35,000 march on parliament as teachers and doctors' rallies in Barcelona culminate in mass protest
Marches converge on final day of week-long education strike

Teachers and other education staff marched through Barcelona on Friday to demand that the Catalan government return to the negotiating table and improve an agreement reached with the CCOO and UGT unions.
Around 35,000 people, according to the local police, took to the streets on Friday in the two demonstrations by teachers and doctors that converged in a march to the Catalan parliament.
The teachers' march began from Plaça Tetuan shortly after 12:30 pm and ended at Ciutadella Park.
The unions behind the strike urged the Minister for the Presidency, Albert Dalmau, to resume negotiations on Tuesday at a meeting at the University of Barcelona.
Earlier, teachers blocked the Ronda de Dalt ring road and several major routes across Catalonia, including the AP-7 near Badia and the C-17 in Gurb, before roads were gradually reopened later in the morning.
Teachers then marched through Barcelona in several columns on Friday morning, blocking key roads as they converged on Plaça Tetuan on the fifth and final day of scheduled strike action.
One march set off shortly before 10 am from Fabra i Puig along Meridiana. Other teachers gathered on Gran Via near Ciutat de la Justícia, with another column departing from Rambla Prim. A fourth group assembled at Plaça Francesc Macià, where police pre-emptively closed Diagonal.
Teachers across Catalonia were called to strike on Friday, from both public and 'concertada' schools (semi-private schools that receive public funding), alongside administrative, extracurricular, support, and early childhood (ages 0–3) staff.
Earlier in the week, strike action was organised on a regional basis from Monday to Thursday.
The strike was called by the USTEC·STEs, Professors de Secundària, CGT and Intersindical unions, which are demanding improved pay and working conditions that goes beyond the deal reached between the Catalan government and the CCOO and UGT unions.
Specifically, they are calling for an increase in the specific salary supplement, further reductions in class sizes, more resources for inclusive education, additional staff in schools and a reduction in bureaucracy.
The agreement signed by CCOO and UGT earlier this month includes a "progressive" reduction in class sizes and nearly €300 million in additional funding for inclusive education, according to the Education Department.
It also introduces a €50 overnight allowance for school trips.
In parallel, a deal was reached to provide education support staff with a salary supplement ranging from €290 for kitchen assistants and cleaners to €473 for rural early childhood education technicians.

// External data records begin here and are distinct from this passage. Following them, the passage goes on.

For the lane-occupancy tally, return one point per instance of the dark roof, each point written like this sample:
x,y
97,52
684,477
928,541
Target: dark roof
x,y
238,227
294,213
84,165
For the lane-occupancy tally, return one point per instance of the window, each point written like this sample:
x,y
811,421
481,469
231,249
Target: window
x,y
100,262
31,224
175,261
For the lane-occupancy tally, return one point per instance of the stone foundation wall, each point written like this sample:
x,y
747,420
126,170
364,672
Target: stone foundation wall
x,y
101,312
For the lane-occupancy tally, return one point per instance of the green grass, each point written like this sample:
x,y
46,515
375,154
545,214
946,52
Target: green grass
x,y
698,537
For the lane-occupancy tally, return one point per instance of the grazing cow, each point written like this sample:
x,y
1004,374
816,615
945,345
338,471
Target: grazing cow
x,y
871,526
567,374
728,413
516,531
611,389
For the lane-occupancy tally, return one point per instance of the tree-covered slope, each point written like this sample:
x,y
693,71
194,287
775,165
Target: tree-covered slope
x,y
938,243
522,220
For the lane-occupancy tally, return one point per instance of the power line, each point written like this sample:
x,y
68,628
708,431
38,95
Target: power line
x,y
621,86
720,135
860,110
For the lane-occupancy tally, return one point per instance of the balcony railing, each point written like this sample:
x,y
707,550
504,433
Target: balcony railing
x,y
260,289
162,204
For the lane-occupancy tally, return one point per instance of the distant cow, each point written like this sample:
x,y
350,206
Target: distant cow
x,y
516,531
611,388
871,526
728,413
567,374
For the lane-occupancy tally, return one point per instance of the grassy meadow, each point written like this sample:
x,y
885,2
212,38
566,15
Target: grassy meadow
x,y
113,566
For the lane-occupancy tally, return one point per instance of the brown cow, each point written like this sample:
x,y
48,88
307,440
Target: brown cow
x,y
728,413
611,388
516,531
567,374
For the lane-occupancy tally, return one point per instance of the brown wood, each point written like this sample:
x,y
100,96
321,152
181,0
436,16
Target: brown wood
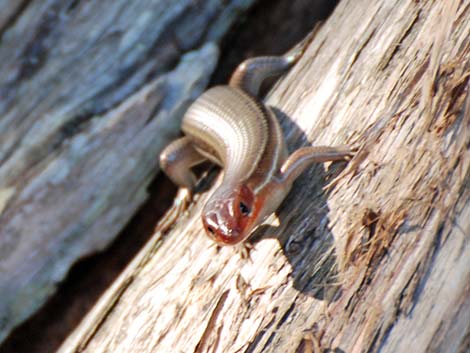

Government says it's willing to talk
Striking unions say the agreement falls short and are urging the government to return to negotiations, but only within the framework of the strike committee rather than the sectoral bargaining table, where CCOO and UGT are also represented.
The government had said this week that it does not plan to reopen talks and encouraged unions that have not signed the agreement to do so.
On Friday, however, Catalonia's economy minister, Alicia Romero, said there was room to continue dialogue with striking teachers, while defending the deal already reached.
In an interview with Catalan public broadcaster TV3, Romero said the government remained willing to "sit down, talk and engage in dialogue" in order to broaden consensus amid.
She acknowledged that improvements could be more extensive but stressed that "resources are what they are" and that the government is constrained by fiscal rules.
Romero said the administration had invested €510 million in recent years to improve teachers' working conditions.
"Discontent over many years"
Speaking to the Catalan News Agency (ACN) on Friday morning, USTEC·STEs delegate and teacher Patricia Morales said the dispute stemmed from "a build-up of discontent over many years," and said that the main demands included restoring teachers' purchasing power and increasing staffing levels in schools.
"People have mobilised because we lack staff in schools," she said, while also criticising the agreement reached by the government with smaller teachers unions.
Morales said turnout in the protests had been high and warned that mobilisations would continue if negotiations failed to progress.
She said the strike committee had received no response from the government and warned the dispute could drag on: "The rest of the school year will not be normal" if demands such as reduced class sizes and more resources are not met.
Week of strikes
Ahead of Friday's Catalonia-wide strike, teachers in different areas took strike action on different days, including in Barcelona on Monday, Tarragona on Tuesday, Lleida on Wednesday, and Girona on Thursday.